Appollaiato sull'alto sgabello in legno, Ael osservava le  nuvole bianche e gonfie come batuffoli lasciarsi trasportare placidamente dal vento. Invidiava la loro pace, quel senso di calma nel lasciarsi trasportare, talmente bello e inevitabile, loro non sembravano averne paura. E per quasi cinque anni, anche lui si era lasciato trasportare da Evan, ma lui, al contrario delle nuvole, non aveva mai del tutto abbandonato il timore di poter essere lasciato indietro, abbandonato.
Lasciò scivolare lo sguardo dalla finestra al tavolo da lavoro, davanti a sé un orologio da taschino; si era ripromesso di finirlo anche se il destinatario non lo avrebbe mai ricevuto o anche solo visto.
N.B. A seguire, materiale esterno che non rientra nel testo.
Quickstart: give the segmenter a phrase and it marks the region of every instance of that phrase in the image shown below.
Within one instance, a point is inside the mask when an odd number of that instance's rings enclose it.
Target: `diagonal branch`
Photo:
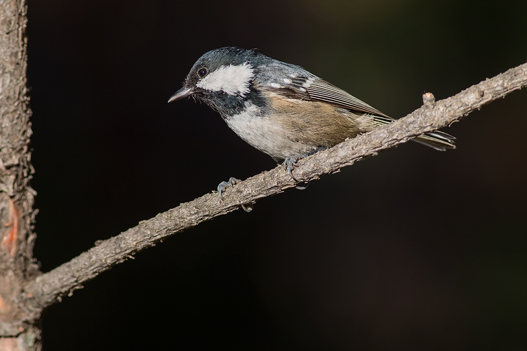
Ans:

Il quadrante color avorio riportava una dedica scritta a caratteri sottili ed eleganti, di una tonalità più chiara della base e su di esso i dorati numeri romani erano stati dipinti a mano, con un disegno sottile e complicato di linee morbide e intrecciate, un lavoro di alta precisione, tra i suoi più riusciti.
 Non ricordava quanto tempo fosse passato da quando Evan gli aveva dato la notizia delle sue imminenti nozze.

"Devo." gli aveva detto.
"L'opinione pubblica influisce sul mio lavoro, lo sai ..." ripeteva altre ancora.
"Sei grande abbastanza per capire che delle volte bisogna scendere a compromessi." concludeva sempre.
E Ael credeva che mai avrebbe odiato una parola quanto  "compromessi". E anche adesso, quando discutevano, il ragazzo non gli lasciava terminare la frase, se ne andava sbattendo la porta e lasciando l'uomo confuso ed irritato a fissare la liscia superficie di legno che divideva il negozio dal laboratorio.
 

"Credi che non faccia male anche a me?" gli aveva urlato contro una volta mentre discutevano, raggiungendo il suo limite e riversando la sua frustrazione sull'orologiaio che sussultò sgranando gli occhi, indietreggiando di qualche passo, spaventato da quella reazione improvvisa; gli occhi neri di Evan che brillavano per la rabbia erano rimasti impressi nella sua mente. Ael non era riuscito a dimenticarli, ma nonostante il dolore, nonostante la paura, quella mattina prese l'unica decisione che reputò la più sensata: gli aveva intimato di andarsene e non farsi più vedere e l'uomo lo aveva ascoltato.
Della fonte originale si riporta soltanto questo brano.